Other than a few jibes at my taste in music, Arva was quiet for most of the ride. It's not every day that you learn an entire people has been extinguished. So I kept to myself and figured that, if I was correct in assessing her pain, then I was spot on in guiding her to Klaipeda.
Or so I thought at the time. Little did I know that my impromptu pilgrimage - which was actually a desperate attempt at catharsis - would ultimately awaken the beast within the princess's breast. For once she gazed upon the rebel, Arva only wanted to rebel.
But let me back up a few hundred years.
Herkus Monte was the leader of the Great Prussian Uprising of 1260. By the sheer number of years alone, that makes him as much a mythic legend as a genuine historical protagonist. Given Monte's importance to the ancient Baltic cause, it's hard to separate the Robin Hood from the William Warden in what was left for posterity. With Monte there is probably a bit of both. All we know about him comes from German scribes who harbored no sympathy for the Prussians and their culture. For them and the knights of the cross they chronicled, Monte was a pagan scoundrel, a lecherous turncoat, even Satan incarnate.
One thing's for sure: he fought hard to earn the reputation. Monte was a Nattangian, one of the 12 Prussian tribes that occupied a swath of hardwood forests and swamps between the Poles to the south and the Lithuanians and Curonians to the east. The tribes had minimal contact with each other, and this more than anything ultimately led to their extinction at the mighty sword of the German crusader, who came to the Northern forests after years of service in the Holy Land. Anyway, the Nattangians were systemically routed in the years 1238 - 1256. Monte, the son of a noble, was captured at a young age and, after being compelled to accept a Catholic baptism, was conscripted into the crusader armies and used as a soldier in the campaigns against the Warmia and Sambia, two other Prussian tribes.

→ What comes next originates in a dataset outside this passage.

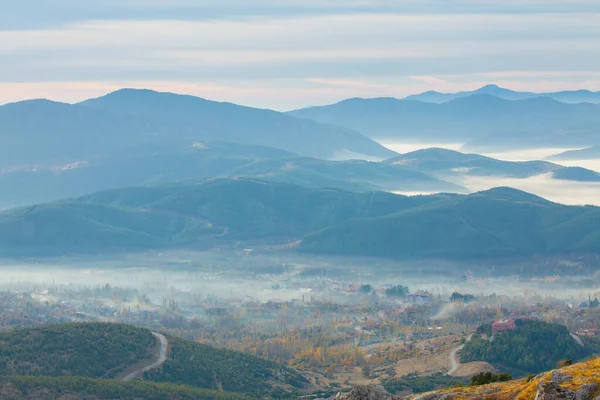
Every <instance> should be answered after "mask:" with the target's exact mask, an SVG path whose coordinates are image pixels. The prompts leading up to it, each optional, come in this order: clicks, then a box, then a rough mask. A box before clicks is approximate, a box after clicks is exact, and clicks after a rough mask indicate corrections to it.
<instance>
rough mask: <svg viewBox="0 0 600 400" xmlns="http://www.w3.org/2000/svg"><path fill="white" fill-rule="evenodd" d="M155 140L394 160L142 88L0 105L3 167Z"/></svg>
mask: <svg viewBox="0 0 600 400" xmlns="http://www.w3.org/2000/svg"><path fill="white" fill-rule="evenodd" d="M155 139H165V140H167V141H172V140H181V139H188V140H219V141H230V142H235V143H243V144H252V145H260V146H269V147H275V148H281V149H285V150H289V151H293V152H294V153H296V154H301V155H305V156H310V157H317V158H328V159H334V158H342V159H344V158H355V157H351V156H350V155H355V156H358V155H360V154H362V155H364V156H365V157H367V158H377V159H381V158H386V157H391V156H393V155H394V152H392V151H391V150H388V149H386V148H385V147H383V146H381V145H379V144H378V143H376V142H374V141H372V140H370V139H368V138H367V137H365V136H363V135H361V134H360V133H358V132H355V131H352V130H349V129H347V128H341V127H336V126H327V125H323V124H319V123H315V122H311V121H306V120H302V119H297V118H294V117H292V116H289V115H286V114H283V113H278V112H275V111H269V110H259V109H254V108H249V107H242V106H237V105H234V104H230V103H218V102H213V101H209V100H204V99H200V98H197V97H192V96H180V95H175V94H171V93H158V92H153V91H149V90H120V91H118V92H114V93H111V94H109V95H107V96H104V97H101V98H99V99H92V100H88V101H85V102H83V103H80V104H65V103H56V102H52V101H49V100H31V101H22V102H18V103H11V104H7V105H4V106H0V169H3V170H5V169H7V168H20V167H23V166H29V167H32V166H33V167H39V166H45V167H56V166H61V165H64V164H68V163H74V162H81V161H82V160H87V159H88V158H90V157H98V156H106V155H107V154H108V153H110V152H114V151H118V150H121V149H123V148H127V147H130V146H134V145H137V144H140V143H143V142H145V141H148V140H155ZM359 158H360V157H359Z"/></svg>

It didn't last long. In a dramatic change-of-heart, Monte fled his crusader-masters and organized a rebellion. Naturally, he used all his knowledge of Teutonic tactics and language acquired over the years to slay the enemy, and his successes were astounding. And brutal. I mean medieval-style brutal. He sacrificed and slaughtered prisoners, often by setting them ablaze while tied to their horses. Women and children he enslaved or sold into slavery. After having seen so many of his own brethren brutalized by the crusading knights, he responded in kind.
But Monte never managed to build on his successes. Like so many modern-day revolutionaries, he was an excellent rebel but a lousy politician. When it came to managing micro-economies or running a government, he failed miserably. Eventually he was captured, tied to a tree and slashed up by the sword.
For Arva, Baltic purists and various Germanophobes, Monte was a hero. He stood up for Prussia like Mindaugas for Lithuania. (No, he was even better. Mindaugas acquiesced and accepted baptism, but Monte died fighting it.) He embodied the timeless virtues of Baltic paganism and naturalism. He saw Catholicism for the sham that it was and defied Rome's avaricious expansion plans.
When I told Arva, the 600-year-old princess riding shotgun whom I found yesterday morning in the middle of a swamp, that there was no trace of the Prussians, that the only Balts left were the Lithuanians, Latvians and Estonians (okay, okay, and a handful of Latgalians and Liivs), I hadn't been the slightest bit disingenuous. The Prussian language is dead; the people wiped out. Only a few place names in Poland and Kaliningrad remain.
And one statue.
It's in the center of Klaipeda, on the central avenue that carries the warrior's name 's H. Manto gatve. On the east side of the street, tucked into a tiny bench park up against a brick wall. It stands about two meters high, carved from sad pink granite; its curves are broad and opaque and testify to the dearth of detail about Monte's physical description.
Arva and I stood at the head of the flagstones that led to the statue, my silence a sign of confusion and hers one of supplication. This was the martyr she was raised to emulate, whom she and her supporters idolized and exulted. When Arva fell asleep almost six centuries ago, she was continuing Monte's mission to free the Balts from the Romano-Germanic plague. I could see her lips trembling but didn't know what to do. We had made arrangement before we made this pilgrimage, and so when she asked me to leave her alone for a while, she meant what she said.
I wouldn't see her for almost a month, and when she did it took my breath away.